Marguerite, à 62 ans, participe et réussie la course de 10 km à Ottawa.
Mais ce que plusieurs ne savent pas, c'est que Réjean a aussi participé... pas à un marathon, mais à plusieurs triathlons!
Il a débuté avec un triathlon "tinman" (500 m de nage, 20 km de vélo, suivit de 5 km de course), quelques triathlons olympiques (1.5 km de nage, suivi de 40 km en vélo, et d'une course de 10 km), et à au moins deux "half ironman" (1.9 km de nage, suivi de 90 km en vélo, et d'une course de 21.1 km).
Ces deux "half ironman" furent à Ottawa, en 2018 et 2019.
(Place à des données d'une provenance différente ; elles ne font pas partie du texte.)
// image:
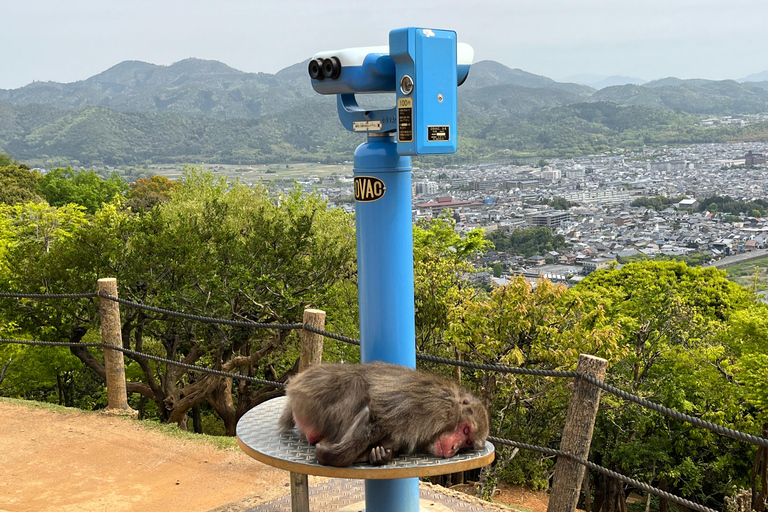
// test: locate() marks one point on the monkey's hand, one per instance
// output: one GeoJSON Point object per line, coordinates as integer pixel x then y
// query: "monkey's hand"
{"type": "Point", "coordinates": [379, 456]}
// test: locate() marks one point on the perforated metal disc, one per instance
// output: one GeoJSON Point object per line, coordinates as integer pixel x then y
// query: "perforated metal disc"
{"type": "Point", "coordinates": [258, 435]}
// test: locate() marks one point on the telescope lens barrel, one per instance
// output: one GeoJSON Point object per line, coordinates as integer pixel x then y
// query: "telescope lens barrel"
{"type": "Point", "coordinates": [331, 68]}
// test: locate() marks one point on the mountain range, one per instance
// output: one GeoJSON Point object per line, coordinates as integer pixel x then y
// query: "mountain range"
{"type": "Point", "coordinates": [195, 110]}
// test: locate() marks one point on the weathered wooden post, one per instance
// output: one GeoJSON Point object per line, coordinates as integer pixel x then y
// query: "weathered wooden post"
{"type": "Point", "coordinates": [109, 311]}
{"type": "Point", "coordinates": [577, 436]}
{"type": "Point", "coordinates": [311, 354]}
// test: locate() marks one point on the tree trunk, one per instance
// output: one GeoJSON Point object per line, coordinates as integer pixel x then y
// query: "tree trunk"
{"type": "Point", "coordinates": [60, 388]}
{"type": "Point", "coordinates": [765, 470]}
{"type": "Point", "coordinates": [220, 399]}
{"type": "Point", "coordinates": [663, 504]}
{"type": "Point", "coordinates": [615, 497]}
{"type": "Point", "coordinates": [197, 420]}
{"type": "Point", "coordinates": [587, 494]}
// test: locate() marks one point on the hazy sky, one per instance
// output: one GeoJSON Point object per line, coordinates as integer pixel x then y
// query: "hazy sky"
{"type": "Point", "coordinates": [66, 41]}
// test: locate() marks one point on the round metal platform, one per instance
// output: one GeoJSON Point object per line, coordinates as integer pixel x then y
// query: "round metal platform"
{"type": "Point", "coordinates": [258, 435]}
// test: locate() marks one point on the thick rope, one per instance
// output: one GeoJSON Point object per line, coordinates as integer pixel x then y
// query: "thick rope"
{"type": "Point", "coordinates": [148, 356]}
{"type": "Point", "coordinates": [50, 295]}
{"type": "Point", "coordinates": [735, 434]}
{"type": "Point", "coordinates": [206, 319]}
{"type": "Point", "coordinates": [605, 471]}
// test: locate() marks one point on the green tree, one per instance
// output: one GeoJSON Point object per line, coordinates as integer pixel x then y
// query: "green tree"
{"type": "Point", "coordinates": [17, 183]}
{"type": "Point", "coordinates": [747, 337]}
{"type": "Point", "coordinates": [216, 249]}
{"type": "Point", "coordinates": [86, 188]}
{"type": "Point", "coordinates": [670, 316]}
{"type": "Point", "coordinates": [145, 193]}
{"type": "Point", "coordinates": [541, 327]}
{"type": "Point", "coordinates": [559, 203]}
{"type": "Point", "coordinates": [441, 260]}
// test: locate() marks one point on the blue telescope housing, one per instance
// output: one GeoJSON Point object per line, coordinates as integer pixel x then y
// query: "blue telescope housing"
{"type": "Point", "coordinates": [422, 66]}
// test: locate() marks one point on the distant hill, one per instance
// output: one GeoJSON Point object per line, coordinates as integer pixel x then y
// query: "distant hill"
{"type": "Point", "coordinates": [691, 96]}
{"type": "Point", "coordinates": [489, 73]}
{"type": "Point", "coordinates": [757, 77]}
{"type": "Point", "coordinates": [600, 82]}
{"type": "Point", "coordinates": [191, 87]}
{"type": "Point", "coordinates": [199, 110]}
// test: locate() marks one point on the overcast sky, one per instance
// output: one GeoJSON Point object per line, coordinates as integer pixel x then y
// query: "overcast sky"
{"type": "Point", "coordinates": [71, 40]}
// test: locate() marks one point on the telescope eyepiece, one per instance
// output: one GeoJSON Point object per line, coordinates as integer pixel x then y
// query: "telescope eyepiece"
{"type": "Point", "coordinates": [331, 68]}
{"type": "Point", "coordinates": [315, 69]}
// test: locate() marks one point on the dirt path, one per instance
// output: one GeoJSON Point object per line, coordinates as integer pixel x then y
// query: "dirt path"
{"type": "Point", "coordinates": [72, 461]}
{"type": "Point", "coordinates": [85, 462]}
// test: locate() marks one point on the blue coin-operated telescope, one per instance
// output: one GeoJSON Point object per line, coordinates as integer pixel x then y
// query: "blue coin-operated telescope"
{"type": "Point", "coordinates": [423, 67]}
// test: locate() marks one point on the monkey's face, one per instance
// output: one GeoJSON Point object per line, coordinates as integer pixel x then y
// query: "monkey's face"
{"type": "Point", "coordinates": [469, 435]}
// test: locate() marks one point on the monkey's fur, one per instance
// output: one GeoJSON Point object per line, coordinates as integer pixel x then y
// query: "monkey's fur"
{"type": "Point", "coordinates": [372, 412]}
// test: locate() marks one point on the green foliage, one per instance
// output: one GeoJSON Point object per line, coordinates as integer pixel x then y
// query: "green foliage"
{"type": "Point", "coordinates": [17, 182]}
{"type": "Point", "coordinates": [441, 259]}
{"type": "Point", "coordinates": [539, 328]}
{"type": "Point", "coordinates": [527, 242]}
{"type": "Point", "coordinates": [214, 249]}
{"type": "Point", "coordinates": [145, 193]}
{"type": "Point", "coordinates": [671, 318]}
{"type": "Point", "coordinates": [559, 203]}
{"type": "Point", "coordinates": [86, 188]}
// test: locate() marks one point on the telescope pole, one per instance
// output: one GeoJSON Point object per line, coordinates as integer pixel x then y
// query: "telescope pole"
{"type": "Point", "coordinates": [385, 282]}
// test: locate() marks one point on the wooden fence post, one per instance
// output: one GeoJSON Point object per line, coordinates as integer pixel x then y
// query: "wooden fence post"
{"type": "Point", "coordinates": [109, 311]}
{"type": "Point", "coordinates": [311, 354]}
{"type": "Point", "coordinates": [577, 436]}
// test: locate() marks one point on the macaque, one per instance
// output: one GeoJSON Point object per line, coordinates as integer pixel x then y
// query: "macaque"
{"type": "Point", "coordinates": [373, 412]}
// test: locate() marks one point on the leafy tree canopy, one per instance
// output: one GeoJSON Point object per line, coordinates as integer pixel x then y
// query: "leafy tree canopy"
{"type": "Point", "coordinates": [86, 188]}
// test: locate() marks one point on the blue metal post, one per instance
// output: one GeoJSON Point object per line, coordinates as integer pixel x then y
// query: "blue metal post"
{"type": "Point", "coordinates": [385, 283]}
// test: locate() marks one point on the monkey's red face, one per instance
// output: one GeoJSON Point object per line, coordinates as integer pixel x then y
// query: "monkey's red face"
{"type": "Point", "coordinates": [450, 443]}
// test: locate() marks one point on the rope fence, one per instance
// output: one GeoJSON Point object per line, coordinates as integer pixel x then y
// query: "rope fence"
{"type": "Point", "coordinates": [579, 375]}
{"type": "Point", "coordinates": [605, 471]}
{"type": "Point", "coordinates": [134, 354]}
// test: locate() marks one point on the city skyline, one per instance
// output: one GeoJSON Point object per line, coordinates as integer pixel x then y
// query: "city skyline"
{"type": "Point", "coordinates": [67, 42]}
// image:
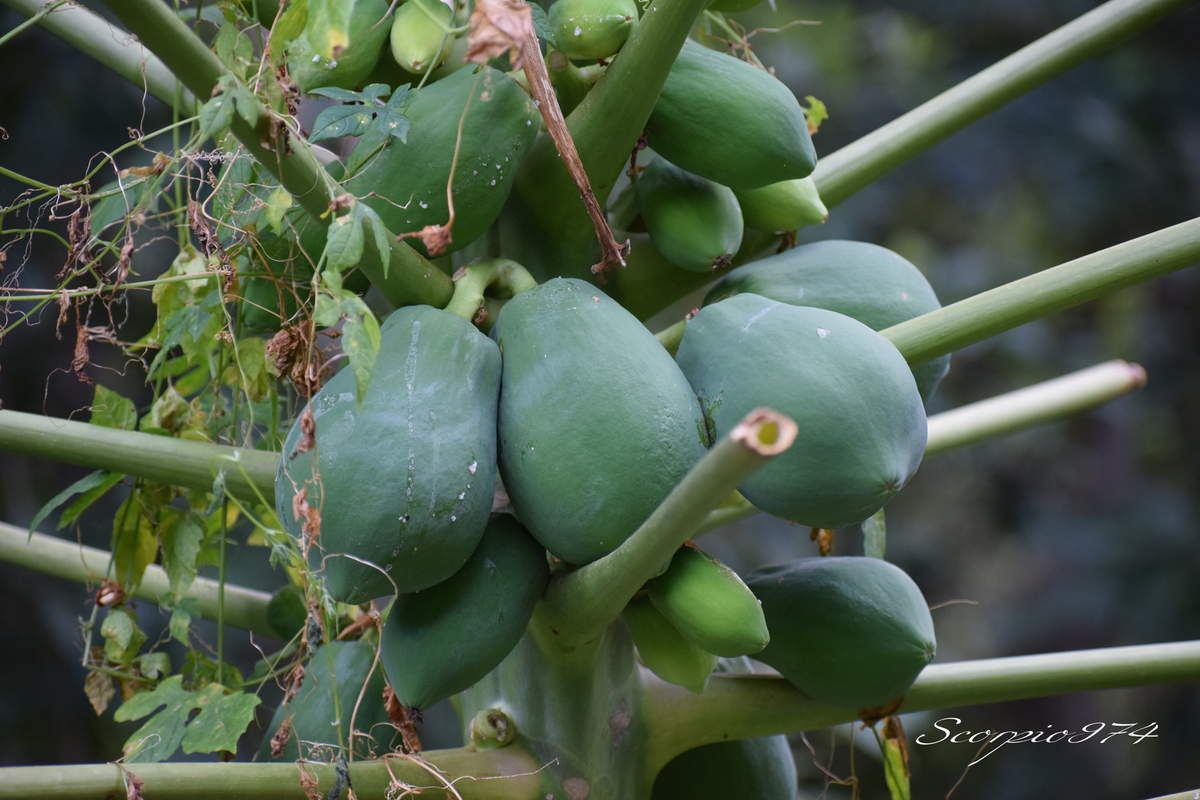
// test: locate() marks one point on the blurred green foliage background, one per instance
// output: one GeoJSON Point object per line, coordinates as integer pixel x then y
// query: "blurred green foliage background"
{"type": "Point", "coordinates": [1074, 535]}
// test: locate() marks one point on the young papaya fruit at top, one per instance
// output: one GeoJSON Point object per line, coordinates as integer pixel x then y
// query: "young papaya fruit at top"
{"type": "Point", "coordinates": [850, 631]}
{"type": "Point", "coordinates": [403, 476]}
{"type": "Point", "coordinates": [762, 769]}
{"type": "Point", "coordinates": [664, 650]}
{"type": "Point", "coordinates": [870, 283]}
{"type": "Point", "coordinates": [862, 425]}
{"type": "Point", "coordinates": [694, 222]}
{"type": "Point", "coordinates": [406, 181]}
{"type": "Point", "coordinates": [419, 37]}
{"type": "Point", "coordinates": [735, 124]}
{"type": "Point", "coordinates": [708, 603]}
{"type": "Point", "coordinates": [354, 52]}
{"type": "Point", "coordinates": [318, 716]}
{"type": "Point", "coordinates": [597, 422]}
{"type": "Point", "coordinates": [783, 206]}
{"type": "Point", "coordinates": [591, 29]}
{"type": "Point", "coordinates": [442, 641]}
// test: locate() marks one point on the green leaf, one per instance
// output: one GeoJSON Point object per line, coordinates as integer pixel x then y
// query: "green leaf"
{"type": "Point", "coordinates": [875, 535]}
{"type": "Point", "coordinates": [84, 483]}
{"type": "Point", "coordinates": [221, 722]}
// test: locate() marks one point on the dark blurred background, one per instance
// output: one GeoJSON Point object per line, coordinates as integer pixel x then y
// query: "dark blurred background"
{"type": "Point", "coordinates": [1080, 534]}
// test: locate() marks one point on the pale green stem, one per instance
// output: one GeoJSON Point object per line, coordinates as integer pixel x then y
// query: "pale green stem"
{"type": "Point", "coordinates": [762, 705]}
{"type": "Point", "coordinates": [504, 774]}
{"type": "Point", "coordinates": [245, 608]}
{"type": "Point", "coordinates": [108, 44]}
{"type": "Point", "coordinates": [580, 605]}
{"type": "Point", "coordinates": [844, 172]}
{"type": "Point", "coordinates": [1044, 293]}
En mai 2008, Yves complète le demi-marathon d'Ottawa.
Félicitation aux quatres!
Fait à remarquer: avant de courir son premier marathon, à Montréal, Denis passe la journée d'avant à visiter la grande ville... et pour la soirée, marche jusqu'au Forum pour assister à une joute de hockey pré-saison entre les Canadiens de Montréal et les Penguins de Pittsburgh (oui, Mario Lemieux est de la partie!).
De retour à l'hotel vers minuit; Denis doit se lever un peu plus de 4 heures plus tard!
Nous voyons Denis (29), à son premier marathon, à Montréal, nous envoyer la main alors que nous le photographions.
Quelques heures plus tard, il arrive à la ligne d'arrivée.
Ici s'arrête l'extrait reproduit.